The Manta is a Ocean Kayak but they don't make it anymore.


----------



## Rockstar (Jun 23, 2004)

http://www.tkaa.org/forum/index.php?showtopic=30&hl=hawaii

theres the link on the story to hawaii... believe it or not, still worth the read.


----------



## erfisher (Feb 9, 2004)

Anything can be done with enough time and money involved. A woman rowed a boat from Florida to Africa. A parapalegic guy sailed around the world non stop and never started his engine once. What makes Kevin's trip cool is that he is just a regular guy. Not a prince or son of an oil tycoon, just a guy from OV who likes to paddle ALOT and see new places. 

Tom


----------



## permit (May 10, 2003)

*get it, then a tarpon next year*

the ocean is not half the boat as a tarpon 160, if you buy it now you will be in a 160 next year, better glide and so much more fishability


----------



## glen721 (Jul 25, 2004)

permit said:


> the ocean is not half the boat as a tarpon 160, if you buy it now you will be in a 160 next year, better glide and so much more fishability



I don't know about that. My OK Prowler 13 has never done me wrong. I've been in 3 to 4 foot rollers in the bay and in white caps and haven't had any problems. If anything I'll be in a Prowler 15 next year.


----------



## YakandSurf (Dec 17, 2002)

The argument can be made between the Tarpon and the Prowler all day long with no winner. They are both great fishing yaks for the money. Neither are bottom line starters nor are they the most expensive out there.
The only way to decide which is best for you is to try both (P13, P15, T120, T140 and T160i) in different lengths.
All of these plus many others are being used in the lower Chesapeake bay everyday.


Robert


----------



## Rockstar (Jun 23, 2004)

one of the staff at blue ridge mountain sports assured me that the WS yaks were made of better plastic... now correct me if i'm wrong, but aren't they both made of the same old polypropylene plastic? the WS yaks seem like they'd be a little lighter, but i don't see how they'd be any more durable.


----------



## SeaSalt (Apr 29, 2002)

WS kayaks are thicker than OC yaks...


----------



## YakandSurf (Dec 17, 2002)

They are both made with plastic.

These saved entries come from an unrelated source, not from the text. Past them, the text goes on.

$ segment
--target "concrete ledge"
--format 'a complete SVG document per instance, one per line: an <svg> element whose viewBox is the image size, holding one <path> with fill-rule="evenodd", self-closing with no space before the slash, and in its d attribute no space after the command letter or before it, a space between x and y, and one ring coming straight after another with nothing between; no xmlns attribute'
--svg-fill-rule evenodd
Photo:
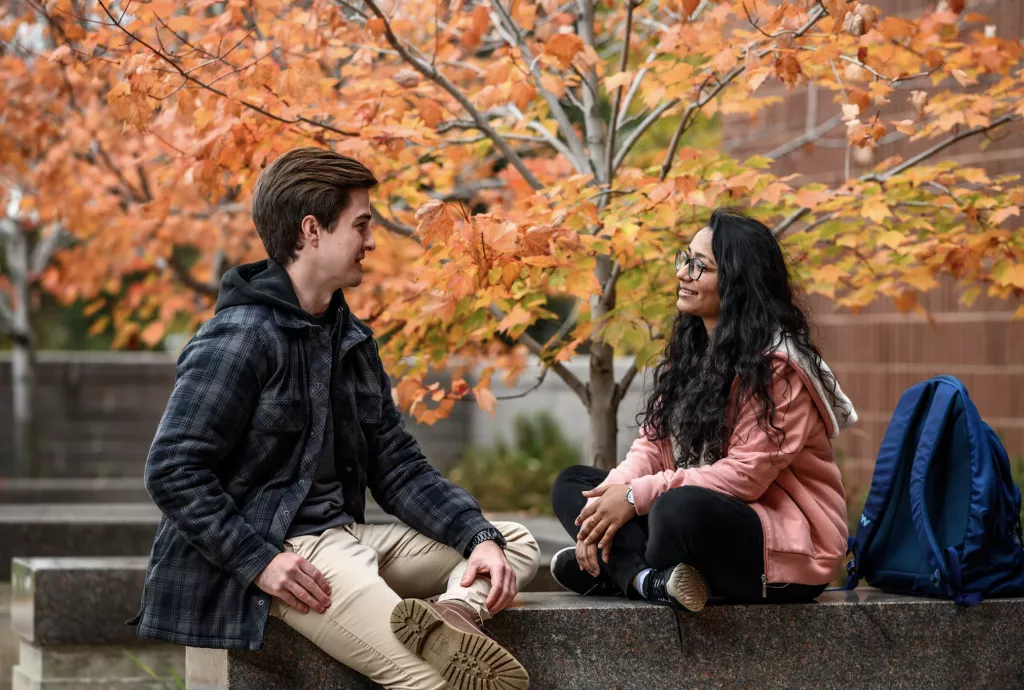
<svg viewBox="0 0 1024 690"><path fill-rule="evenodd" d="M141 640L125 625L139 608L146 561L14 559L10 628L20 638L18 665L3 671L12 690L173 687L184 648Z"/></svg>
<svg viewBox="0 0 1024 690"><path fill-rule="evenodd" d="M1024 686L1024 599L971 609L872 589L817 603L710 606L524 594L488 625L533 690ZM190 690L376 687L277 619L263 651L189 649Z"/></svg>
<svg viewBox="0 0 1024 690"><path fill-rule="evenodd" d="M16 558L11 629L41 645L135 644L144 557Z"/></svg>
<svg viewBox="0 0 1024 690"><path fill-rule="evenodd" d="M0 478L0 505L11 503L145 503L153 501L142 477L109 479Z"/></svg>
<svg viewBox="0 0 1024 690"><path fill-rule="evenodd" d="M12 558L146 555L159 524L152 504L0 505L0 580Z"/></svg>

All the companies use different formuals to make their kayaks. They are always tring new mixtures to make a strong yet lightweight kayak. Right now most of the sit on top kayaks weigh between 50 to 60lbs. The Malibu with all the hatches weighs about 70lbs.
Like I said in the pervious post, both the Tarpon and Prowler can handle the lower bay.
The weight can come it to play depending on how you plan to transport your kayak (vehicle) or if you have a bad back. Also could be a factor if you have to drag the kayak a long distance from your vehicle to the water an back (they do make carts to fit SOT kayaks or they are easy to make). 


Robert


----------